Jakarta (Greeners) – Melestarikan budaya yang sudah langka dapat diaplikasikan ke dalam desain pakaian. Kain tenun menjadi salah satu produk budaya yang ingin dilestarikan oleh pengrajin-pengrajin tradisional di Indonesia karena keunikan motif dan kealamian bahan pembuatnya.
Sebuah unit usaha dari Craft Kalimantan, Borneo Chic, meluncurkan desain busana dengan memanfaatkan kain tenun dari Kalimantan. Label ini mengundang beberapa desainer untuk turut serta mengaplikasikan kain tenun dalam setiap rancangan busana mereka, seperti Hana dari Esmod dan Narima dari Yayasan Diantama.
Maria Christina Guerrero selaku salah satu Founder Borneo Chic mengatakan bahwa kegiatan ini bertujuan untuk mempromosikan bahan-bahan dari masyarakat adat dan kerajinan tradisional supaya dapat dikenal oleh masyarakat luas.

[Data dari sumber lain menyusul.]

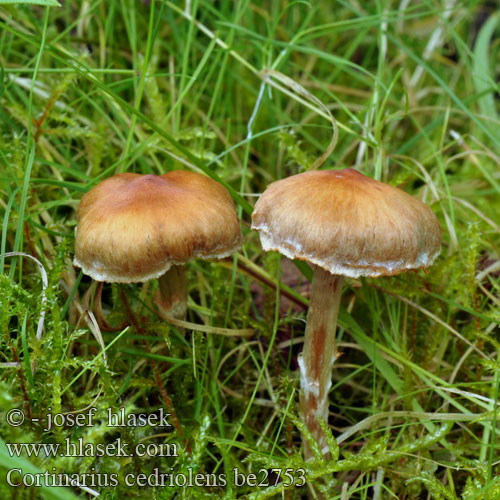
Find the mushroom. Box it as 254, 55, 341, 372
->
251, 168, 441, 458
74, 171, 243, 319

“Kita ingin agar masyarakat lebih bangga dengan budaya dan produk sendiri daripada produk luar. Kita di sini bisa promosi Ulap Doyo (bahan serat daun Doyo) dan Tenun Sintang yang memang bernilai tradisional,” ujar wanita yang akrab dipanggil Crissy ini seusai fashion show pertama busana Borneo Chic di Jakarta, Minggu (07/06/2015).
Selain menggunakan kain tenun, lanjut Crissy, pewarnaan pun menggunakan pewarna alami seperti tradisi yang ada di Dayak Desa di Sintang. Bahan pewarnanya sendiri ada yang berasal dari kunyit untuk warna kuning, morinda (Morinda citrifolia atau akar mengkudu) untuk warna merah dan indigo untuk ungu. Hal ini merupakan bentuk kepedulian terhadap kelestarian alam Kalimantan.
“Program kita bukan hanya budaya tapi berhubungan dengan ekologi dan hutan juga. Jadi kita juga mendorong supaya mereka tetap membuat tenun dari pewarna alam,” ujarnya.
Pewarna alam tersebut diaplikasikan ke kain tenun untuk busana dan bahan rotan untuk tas. Hasilnya, setiap pewarna maupun rancangan memiliki cerita, filosofi dan memiliki hubungan dengan alam, budaya, tananam, petani dan berbagai hal lainnya di wilayah Kalimantan.
Borneo Chic bertujuan melestarikan alam dan budaya di masyarakat termasuk masyarakat adat sendiri agar nilai-nilai tradisional tidak tergerus oleh budaya modern yang semakin marak di Indonesia.